Let us take remembrance first. There seems to be, as it were in the background, something that holds us down to a particular circle of ideas, or, in other words, that limits the play of ideas to some particular situation. This something may be a group of contextual mental processes, or may be merely a nervous disposition; we shall have more to say of it later (§ 48). Upon the background move mental processes of extraordinary instability, all of them tinged more or less strongly by the feeling of familiarity. Attention is labile and fluid; the focus is occupied now by visual or other imagery, now by scraps of kinæsthesis, and now by organic or verbal processes that carry a personal meaning and reference; and the whole mental stream contracts and expands, pauses and hurries, and shows the most abrupt changes of direction. All of which is sadly vague! but let the reader catch himself ‘reminiscing,’ and he will realise the general truth of the description, and also the extreme difficulty of making it more concrete.
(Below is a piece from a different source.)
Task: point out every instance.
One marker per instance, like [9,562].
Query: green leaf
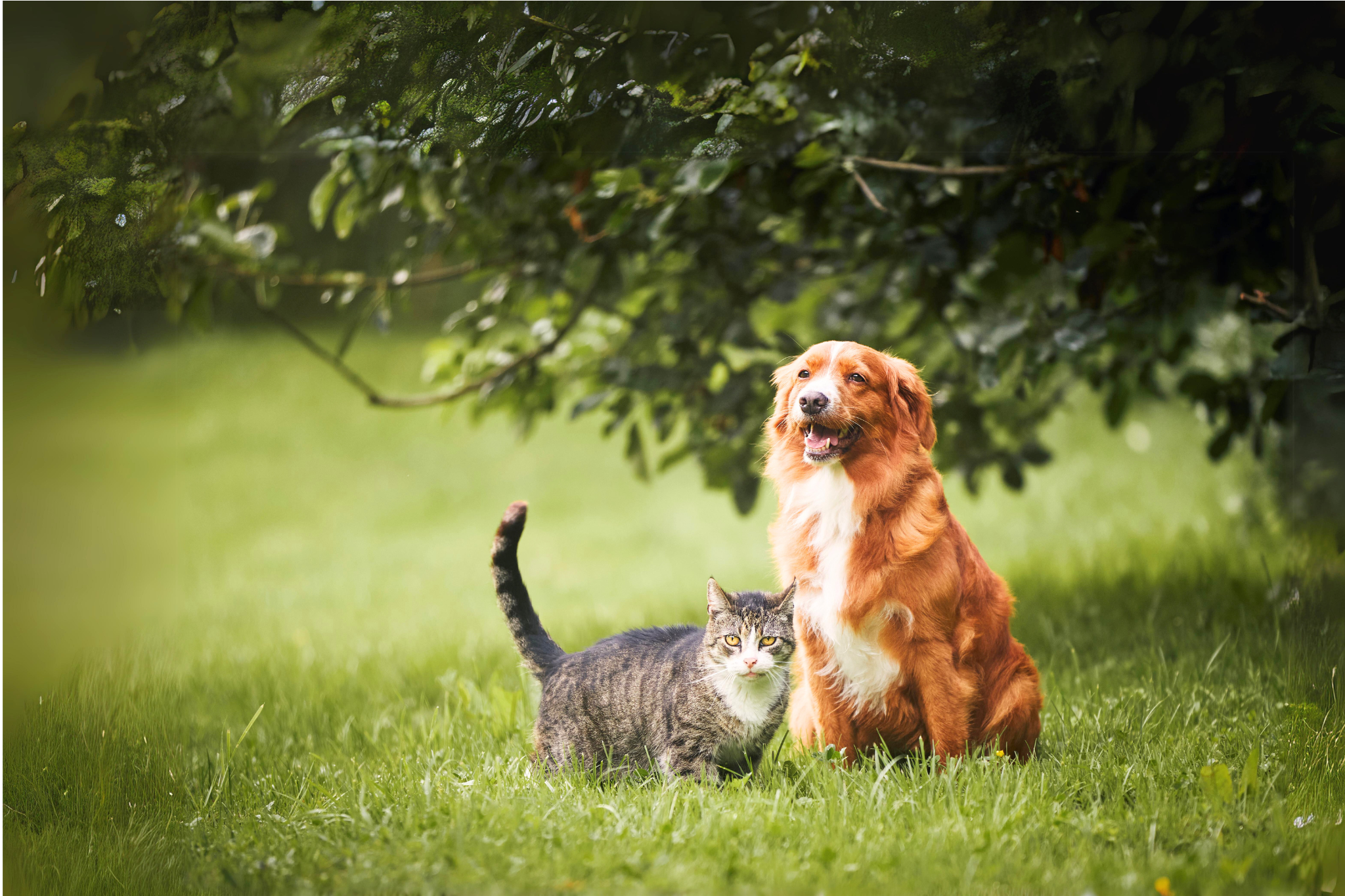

In recollection, the background is filled by the intent to recall; and this intent may, again, be constituted by contextual mental processes or carried by a nervous set. The course of recollection may then be characterised as a reconstruction along the lines of least resistance. Some bit of imagery, some form of words comes up, and is at once met, so to say, by the feeling of familiarity. Further ideas present themselves, in more or less disorderly fashion, and the feeling plays upon them, accepting here and rejecting there, serving throughout the experience as a court of final appeal. Some of the ideas are directly recognised; some seem to force our acceptance by their vividness; some pass muster because familiar verbal ideas, names or phrases, are connected with them. Some, that leave us in doubt as they arise, are shelved for the time, to be judged later on, when the positive acceptances are done with; and they are likely to be judged in the light of these acceptances, and of our general knowledge of the situation which we are trying to recall; even a weak recognitive feeling is enough to give them status. In and out among these ideas run threads of kinæsthesis, which imitate or repeat fragments of the original experience. There is thus a veritable tangle of processes; the situation is not reproduced in image, and its items read off in logical order; it is rather reconstructed; and the reconstruction follows, as has been said, the lines of least resistance at the moment. Yet we are so accustomed to the logical order of speech that our narrative, as recollection proceeds, may give but little hint of the tangled interplay of ideas; at most we may correct ourselves at points, or remark that just now we left something out. Observe the flow of mind itself, and the disorder is apparent.

We may say, then, that the pattern of memory is a discursive movement within fixed boundaries; the boundaries are given by the set or background, as we have named it, by the fact (in other words) that we are recalling a particular situation or event; and the discursiveness reveals itself in roaming of attention and shift of ideas, which imply a variable activity of the associative tendencies. The characteristic processes are the feeling of familiarity and the imitative kinæsthesis.

[§ 43] Mnemonics.—Rules for remembering, tricks of memorising, were considered of great importance in the ancient world; oratory was highly esteemed; and no orator before the time of Augustus would have ventured to use notes. As the art declined, these rules were less and less regarded; we hear practically nothing of them between the first and the thirteenth centuries of the present era. From that date, however, interest in artificial memory-systems has never died out; they have been recommended for sermons, for lectures, for disputations, for public speeches, for the learning of foreign languages, for examinations, for practically every occasion in which memory is employed, as well as for the improvement of memory itself.